While he can no longer recall how he came to be a Commencement marshal, Meeske says he has enjoyed being a part of yearly graduation exercises and, more recently, helping in the planning of Class Day festivities for seniors. The yale, the mythic creature on the staff he carries, resembles a cross between a mountain goat and a boar. Whenever it appears on campus, it is always of interest to students and campus guests.
“My parents did get to see me carrying the mace when they came for my wife’s graduation,” Meeske laughs, “so I guess that counts for something.”
After he retires in early summer, Meeske will travel with his wife to Mongolia to visit their son, who is serving in the Peace Corps there. He also hopes to purchase a modest old house in France or Germany.
“I love old houses,” says Meeske. “Our current home in Woodbridge was built in 1780, and I’ve done a lot of home renovations.

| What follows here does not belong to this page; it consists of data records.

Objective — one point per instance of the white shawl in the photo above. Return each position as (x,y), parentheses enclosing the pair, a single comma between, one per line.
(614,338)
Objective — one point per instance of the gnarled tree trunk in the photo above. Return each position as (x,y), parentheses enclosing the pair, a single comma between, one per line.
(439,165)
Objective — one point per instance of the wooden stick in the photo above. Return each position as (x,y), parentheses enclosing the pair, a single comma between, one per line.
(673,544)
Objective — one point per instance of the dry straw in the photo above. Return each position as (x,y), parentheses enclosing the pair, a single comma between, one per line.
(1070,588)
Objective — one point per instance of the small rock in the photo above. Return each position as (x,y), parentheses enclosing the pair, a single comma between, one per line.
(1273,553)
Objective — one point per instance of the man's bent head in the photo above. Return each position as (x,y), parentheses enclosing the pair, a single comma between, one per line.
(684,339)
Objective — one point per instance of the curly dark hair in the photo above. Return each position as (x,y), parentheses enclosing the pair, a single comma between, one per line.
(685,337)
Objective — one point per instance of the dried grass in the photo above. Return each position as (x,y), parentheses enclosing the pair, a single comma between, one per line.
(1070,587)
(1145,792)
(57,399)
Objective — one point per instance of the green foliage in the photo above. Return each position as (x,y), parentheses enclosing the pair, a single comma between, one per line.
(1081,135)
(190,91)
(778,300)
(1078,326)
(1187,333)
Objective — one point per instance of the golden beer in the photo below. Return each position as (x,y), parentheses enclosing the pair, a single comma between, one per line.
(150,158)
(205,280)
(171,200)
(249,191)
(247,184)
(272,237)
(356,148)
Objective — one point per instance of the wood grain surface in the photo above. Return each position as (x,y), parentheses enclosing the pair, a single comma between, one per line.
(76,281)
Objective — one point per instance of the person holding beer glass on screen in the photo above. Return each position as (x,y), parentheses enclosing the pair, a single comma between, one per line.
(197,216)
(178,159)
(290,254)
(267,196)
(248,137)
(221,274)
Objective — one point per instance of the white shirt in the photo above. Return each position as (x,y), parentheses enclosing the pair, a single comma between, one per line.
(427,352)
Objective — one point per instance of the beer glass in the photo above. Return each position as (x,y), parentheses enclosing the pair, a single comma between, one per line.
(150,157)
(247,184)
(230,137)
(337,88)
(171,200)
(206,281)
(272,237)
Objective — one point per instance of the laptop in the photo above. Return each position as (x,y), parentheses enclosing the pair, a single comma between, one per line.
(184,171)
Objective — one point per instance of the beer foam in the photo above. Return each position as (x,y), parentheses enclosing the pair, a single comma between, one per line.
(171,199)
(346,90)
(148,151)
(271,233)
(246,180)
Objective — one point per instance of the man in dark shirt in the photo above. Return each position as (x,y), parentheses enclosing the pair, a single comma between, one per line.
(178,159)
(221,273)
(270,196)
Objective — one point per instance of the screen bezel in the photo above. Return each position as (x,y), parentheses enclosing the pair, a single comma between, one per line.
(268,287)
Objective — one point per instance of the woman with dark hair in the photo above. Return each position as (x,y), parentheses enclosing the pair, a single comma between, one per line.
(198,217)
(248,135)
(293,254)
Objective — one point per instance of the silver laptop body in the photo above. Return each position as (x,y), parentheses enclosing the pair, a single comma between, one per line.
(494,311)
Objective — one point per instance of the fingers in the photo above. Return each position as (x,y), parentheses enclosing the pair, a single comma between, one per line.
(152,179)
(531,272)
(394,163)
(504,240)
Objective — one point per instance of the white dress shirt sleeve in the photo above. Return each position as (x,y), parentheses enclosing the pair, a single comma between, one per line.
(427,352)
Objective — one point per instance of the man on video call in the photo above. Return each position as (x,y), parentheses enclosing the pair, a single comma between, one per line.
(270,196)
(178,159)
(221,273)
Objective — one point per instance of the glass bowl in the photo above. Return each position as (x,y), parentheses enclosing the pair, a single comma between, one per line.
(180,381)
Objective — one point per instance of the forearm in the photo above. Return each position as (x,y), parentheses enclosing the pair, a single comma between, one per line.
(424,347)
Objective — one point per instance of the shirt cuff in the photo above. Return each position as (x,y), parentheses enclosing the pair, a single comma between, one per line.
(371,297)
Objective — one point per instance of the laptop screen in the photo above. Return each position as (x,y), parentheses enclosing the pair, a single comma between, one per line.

It would be fun to do more of that.”
He also intends to continue singing, as he has done since he was a member of the Yale Whiffenpoofs, the Yale Glee Club, the Alley Cats, and the Bach Society, among other singing groups, as an undergraduate. A tenor, he has long sung with the choir of Trinity Church on the Green, which he joined his senior year at Yale, and has been featured in a number of classical and opera performances in the New Haven area.
“Singing was my major activity at Yale,” recalls Meeske, “and so long as I have health I will continue doing that.”
The associate dean says he will miss the community that is Yale, but says he is excited about what comes next in his life.
“I’m a little nervous,” he admits, “because Yale has been such a feature of my life for so long. It’s one thing to think about retirement and another to experience it. So I’m sure I’ll miss it, but I think there are enough other things that will keep me busy.”